Now that media has shifted greatly in the digital age, print magazines have rapidly been closing up shop. Some offer online versions for die-hard fans, but most have thrown their hands up and called it a day. There are, of course, still very big titles available. It doesn’t seem like Vogue, Glamour, or People magazine are going anywhere anytime soon. But gone are the days of having innumerable options from which to choose.
For many people, print magazines defined our youth. We had subscriptions and pulled pictures and posters out of them every month just to hang on our walls. We ogled the pop stars, movie stars, and boy bands that hung over our beds. We voraciously read about their lives and their favorite foods and their pets’ names. The magazines that delivered these precious tidbits, that ultimately made us feel closer to our star crushes, were priceless.
Here are some magazine titles that defined several generations when print was king.
While short-lived (from 1988-1996), Sassy made its mark on a generation of girls who turned to magazines for entertainment. It featured, like every other teen mag, tons of content on celebrities, but it also pushed the limits and introduced articles on sexuality. It wasn’t uncommon for it to include a sex survey, or something similar. This detail alienated certain audiences, but it was a huge draw for others who were not yet mature enough for mags like Cosmopolitan.
Aimed at a slightly younger audience (around 10 years old and up), Bop kept it pretty simple. It had mini-interviews, tons of photos, and the Fly Free to Hollywood contest. Here readers had to guess which star they were looking at in pictures with different parts of their face blacked out.

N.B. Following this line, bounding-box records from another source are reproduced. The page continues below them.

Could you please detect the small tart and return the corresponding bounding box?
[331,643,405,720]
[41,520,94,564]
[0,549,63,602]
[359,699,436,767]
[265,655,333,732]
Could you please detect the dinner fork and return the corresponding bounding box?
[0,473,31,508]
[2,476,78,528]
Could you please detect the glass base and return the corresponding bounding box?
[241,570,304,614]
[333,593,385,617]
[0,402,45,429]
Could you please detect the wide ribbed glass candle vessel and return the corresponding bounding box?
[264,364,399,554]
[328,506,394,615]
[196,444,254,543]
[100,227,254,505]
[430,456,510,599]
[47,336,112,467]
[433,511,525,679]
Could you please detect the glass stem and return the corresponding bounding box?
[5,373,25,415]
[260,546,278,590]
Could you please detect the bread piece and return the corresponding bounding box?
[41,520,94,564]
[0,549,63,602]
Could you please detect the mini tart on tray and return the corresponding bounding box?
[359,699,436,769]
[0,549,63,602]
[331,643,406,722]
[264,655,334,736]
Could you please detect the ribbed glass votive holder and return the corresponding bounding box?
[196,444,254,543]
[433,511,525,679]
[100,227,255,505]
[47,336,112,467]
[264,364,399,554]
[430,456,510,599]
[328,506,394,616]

Could you identify Kirk Cameron just by his eyes? Or Corey Haim simply by his hair?
4. Teen Beat
In print for 40 years, Teen Beat delivered much of the same content as Tiger Beat. Over the few decades that it existed, it featured everyone from John Travolta to the New Kids on the Block to *NSYNC. If you wanted to know what kind of perfume Debbie Gibson loved, or what Corey Feldman liked to have for a snack, then you turned to Teen Beat.
3. Tiger Beat
This mag has been around forever (or at least since 1965). It is probably best known for featuring seemingly countless articles on the Monkees and Davy Jones, but it had plenty of gossip columns about other teen heartthrobs throughout the years as well.
Around since 1944 (and still technically in print today, with special stand-alone issues published from time to time), Seventeen has been a household name for several generations. Its focus has not just been on fashion, beauty and celebrity interviews. It has also attempted to promote self-confidence among its young female readers.
Initially YM was Young Miss, then Young and Modern, and then Your Magazine. But anyone who was an avid reader simply referred to it as YM. Aside from delving into lengthy articles about the cover celeb, YM delivered the goods on fashion and beauty for its teen audience. But perhaps the best part of this magazine — the part that everyone talked about 00 was the “Say Anything” section. Here “anonymous” readers would write into the magazine to tell about their most embarrassing moments. It was clear that the blurbs had a little help from crafty editors, but there was bound to be a tampon-gone-wrong story in every issue.